Formed in 1995 by a group of leading energy and chemical industry participants, ChemConnect is based in Houston, Texas. ICE expects to transition ChemConnect’s products and customers to the ICE platform, as well as transition the ChemConnect data business to ICE Data during the same period. The all-cash transaction is expected to be completed by the middle of July, and the terms of the transaction have not been disclosed.

About IntercontinentalExchange
IntercontinentalExchange® (NYSE: ICE) operates the leading global, electronic marketplace for trading both futures and OTC energy contracts and the leading soft commodity exchange. ICE’s markets offer access to a range of contracts based on crude oil and refined products, natural gas, power and emissions, as well as agricultural commodities including cocoa, coffee, cotton, ethanol, orange juice, wood pulp and sugar, in addition to currency and index futures and options. ICE® conducts its energy futures markets through its U.K. regulated London-based subsidiary, ICE Futures, Europe’s leading energy exchange. ICE Futures offers liquid markets in the world’s leading oil benchmarks, Brent Crude futures and West Texas Intermediate (WTI) Crude futures, trading nearly half of the world’s global crude futures by volume of commodity traded. ICE conducts its agricultural commodity futures and options markets through its U.S. regulated subsidiary, the New York Board of Trade®. For more than a century, the NYBOT® has provided global markets for food, fiber and financial products. ICE was added to the Russell 1000® Index on June 30, 2006. Headquartered in Atlanta, ICE also has offices in Calgary, Chicago, Houston, London, New York and Singapore. For more information, please visit www.theice.com and www.nybot.com.

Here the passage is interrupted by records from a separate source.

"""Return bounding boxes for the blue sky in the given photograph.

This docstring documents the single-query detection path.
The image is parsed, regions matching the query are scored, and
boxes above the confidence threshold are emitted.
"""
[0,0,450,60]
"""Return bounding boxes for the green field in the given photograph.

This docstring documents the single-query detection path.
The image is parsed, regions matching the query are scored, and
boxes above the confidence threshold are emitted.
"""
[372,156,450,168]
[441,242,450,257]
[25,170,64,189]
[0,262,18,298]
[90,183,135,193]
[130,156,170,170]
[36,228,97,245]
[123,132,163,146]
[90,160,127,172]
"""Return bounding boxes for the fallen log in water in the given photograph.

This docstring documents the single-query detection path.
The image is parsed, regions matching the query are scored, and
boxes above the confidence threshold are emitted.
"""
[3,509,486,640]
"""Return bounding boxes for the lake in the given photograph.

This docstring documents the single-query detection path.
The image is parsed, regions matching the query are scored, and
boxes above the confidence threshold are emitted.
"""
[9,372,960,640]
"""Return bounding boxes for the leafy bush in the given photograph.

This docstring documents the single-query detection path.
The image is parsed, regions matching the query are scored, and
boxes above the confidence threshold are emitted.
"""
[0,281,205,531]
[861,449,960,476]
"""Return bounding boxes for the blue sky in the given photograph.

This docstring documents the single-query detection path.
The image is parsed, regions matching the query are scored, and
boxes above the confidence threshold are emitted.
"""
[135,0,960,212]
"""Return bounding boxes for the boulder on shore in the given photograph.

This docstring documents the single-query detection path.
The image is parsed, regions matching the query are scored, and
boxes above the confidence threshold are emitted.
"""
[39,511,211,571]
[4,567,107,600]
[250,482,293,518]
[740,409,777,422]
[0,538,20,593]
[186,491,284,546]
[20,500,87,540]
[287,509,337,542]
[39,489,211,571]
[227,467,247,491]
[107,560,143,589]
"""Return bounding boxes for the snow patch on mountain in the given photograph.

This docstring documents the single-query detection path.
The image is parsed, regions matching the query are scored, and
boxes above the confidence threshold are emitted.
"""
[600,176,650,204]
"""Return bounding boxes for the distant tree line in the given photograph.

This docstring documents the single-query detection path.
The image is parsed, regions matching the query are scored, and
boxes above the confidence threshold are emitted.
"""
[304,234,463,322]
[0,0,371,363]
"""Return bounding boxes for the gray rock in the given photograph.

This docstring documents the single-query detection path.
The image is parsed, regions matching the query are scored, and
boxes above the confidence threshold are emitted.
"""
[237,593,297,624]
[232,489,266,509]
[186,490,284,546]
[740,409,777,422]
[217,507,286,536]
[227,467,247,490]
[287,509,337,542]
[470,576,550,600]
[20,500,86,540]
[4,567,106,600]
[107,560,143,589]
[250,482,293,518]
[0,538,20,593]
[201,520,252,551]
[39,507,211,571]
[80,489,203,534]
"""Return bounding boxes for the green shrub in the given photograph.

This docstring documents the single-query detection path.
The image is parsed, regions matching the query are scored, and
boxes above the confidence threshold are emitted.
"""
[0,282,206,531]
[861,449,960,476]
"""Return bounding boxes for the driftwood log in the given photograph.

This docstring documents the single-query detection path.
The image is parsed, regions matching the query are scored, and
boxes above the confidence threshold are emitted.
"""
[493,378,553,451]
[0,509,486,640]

Safe Harbor Statement under the Private Securities Litigation Reform Act of 1995 - Statements in this press release regarding IntercontinentalExchange’s business that are not historical facts are "forward-looking statements" that involve risks and uncertainties. For a discussion of such risks and uncertainties, which could cause actual results to differ from those contained in the forward-looking statements, see the Company’s Securities and Exchange Commission filings, including, but not limited to, the risk factors in the Company's Annual Report on Form 10-K for the year ended December 31, 2006, and the Quarterly Report on Form 10-Q for the quarter ended March 31, 2007, each as filed with the Securities and Exchange Commission on February 26, 2007 and May 4, 2007, respectively.